Libretos lança livro Governar na Crise, de Marco Weissheimer

WALMARO PAZ
Dois anos depois do governo Sartori ter colocado o Rio Grande do Sul neste buraco negro da crise onde não aparece nem mesmo uma chama de vela no fim do túnel, vale a pena a leitura do livro “Governar na Crise” (Um olhar sobre o governo Tarso Genro – 2011/2014), de Marco Weissheimer, que será lançado pela Libretos na segunda-feira (6), no Clube de Cultura, as 19h30min.maarco
A obra de 222 páginas do repórter do site Sul21 é uma análise que serve de contraponto às propostas catastróficas de governabilidade que estamos vivenciando. Não se trata de uma apologia do governo Tarso, mas uma análise crítica sobre as duas propostas de governo que vem se alternando no Palácio Piratini desde o final da ditadura: o neoliberalismo baseado em dados contábeis e no combate ao déficit fiscal ou a implementação de políticas públicas de crescimento das economias familiares, com salários justos e pagos em dia que movimentam a economia do Estado.
Já na apresentação, onde o autor tenta responder as perguntas: “O que é governar? Para que serve um governo? Qual a medida para avaliar se um governo é bom ou não? ” – fica clara a sua intenção. Com a citação do economista texano James K. Galbraith que faz uma crítica profunda ao projeto neoliberal citando a história dos Estados Unidos e mostrando que o desenvolvimento da potência do norte foi financiado totalmente com a dívida pública e o “ saneamento” desta dívida levou a grande recessão.

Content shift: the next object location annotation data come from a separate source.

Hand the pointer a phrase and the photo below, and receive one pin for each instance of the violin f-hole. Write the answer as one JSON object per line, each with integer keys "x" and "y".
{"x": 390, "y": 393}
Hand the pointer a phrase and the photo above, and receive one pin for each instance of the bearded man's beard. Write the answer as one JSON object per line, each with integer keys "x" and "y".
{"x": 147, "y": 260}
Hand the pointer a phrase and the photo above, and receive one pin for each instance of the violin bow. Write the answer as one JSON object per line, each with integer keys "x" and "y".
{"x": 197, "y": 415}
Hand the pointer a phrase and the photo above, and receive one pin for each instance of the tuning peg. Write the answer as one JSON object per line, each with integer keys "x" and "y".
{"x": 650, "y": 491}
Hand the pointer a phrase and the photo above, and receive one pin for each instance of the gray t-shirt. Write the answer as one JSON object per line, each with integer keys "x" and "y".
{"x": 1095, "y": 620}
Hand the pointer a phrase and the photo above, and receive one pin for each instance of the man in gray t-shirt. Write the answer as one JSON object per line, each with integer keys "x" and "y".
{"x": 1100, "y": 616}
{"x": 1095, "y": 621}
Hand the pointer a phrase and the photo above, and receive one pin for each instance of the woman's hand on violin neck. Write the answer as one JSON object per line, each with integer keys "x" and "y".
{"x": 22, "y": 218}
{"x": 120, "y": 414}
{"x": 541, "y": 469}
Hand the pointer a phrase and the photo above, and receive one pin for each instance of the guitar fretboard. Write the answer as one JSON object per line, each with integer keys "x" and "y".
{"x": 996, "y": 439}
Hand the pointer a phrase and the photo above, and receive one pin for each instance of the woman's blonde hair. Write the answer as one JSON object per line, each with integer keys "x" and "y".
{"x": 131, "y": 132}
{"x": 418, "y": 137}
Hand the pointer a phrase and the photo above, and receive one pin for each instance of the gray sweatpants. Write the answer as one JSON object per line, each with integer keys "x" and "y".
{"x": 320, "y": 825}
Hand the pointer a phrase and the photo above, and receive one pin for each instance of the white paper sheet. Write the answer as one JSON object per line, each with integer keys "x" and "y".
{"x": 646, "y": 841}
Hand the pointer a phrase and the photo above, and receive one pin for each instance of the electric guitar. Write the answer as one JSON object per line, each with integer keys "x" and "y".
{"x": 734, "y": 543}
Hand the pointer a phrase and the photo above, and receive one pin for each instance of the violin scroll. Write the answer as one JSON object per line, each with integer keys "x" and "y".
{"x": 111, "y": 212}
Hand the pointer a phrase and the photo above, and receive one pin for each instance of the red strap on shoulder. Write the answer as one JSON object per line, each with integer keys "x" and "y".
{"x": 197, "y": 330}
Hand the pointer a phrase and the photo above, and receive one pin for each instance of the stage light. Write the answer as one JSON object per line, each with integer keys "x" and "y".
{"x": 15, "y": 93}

Segundo ele, “a receita de que é possível cortar o gasto público sem cortar a atividade econômica é completamente falaciosa, como mostra bem a realidade vivida por vários países europeus nos últimos anos”. E cita Galbraith: “Em todos os lugares em que foi aplicada, a austeridade produziu mais austeridade, mais desigualdade, mais concentração de renda…”
Seu maior argumento é dado pela aprovação das contas de Tarso no Tribunal de Contas do Estado relatado pelo ministro ex-peemedebista, Algir Lorenzon; “Ele sacou bastante do Caixa Único? Sacou, é verdade, mas aplicou mais do que qualquer outro… na educação, na saúde, no pagamento dos precatórios, no reajuste aos servidores públicos, no pagamento em dia desses servidores e na reposição de pessoal das áreas de segurança, saúde e educação”.
Enfim, o livro merece uma leitura atenta nestes tempos difíceis. Como anexo, nas suas últimas páginas o autor colocou o programa de governo elaborado em 2010, depois de ter entrevistado vários gestores dos diferentes setores do governo Tarso, permitindo uma comparação entre o que foi executado e o que estava programado.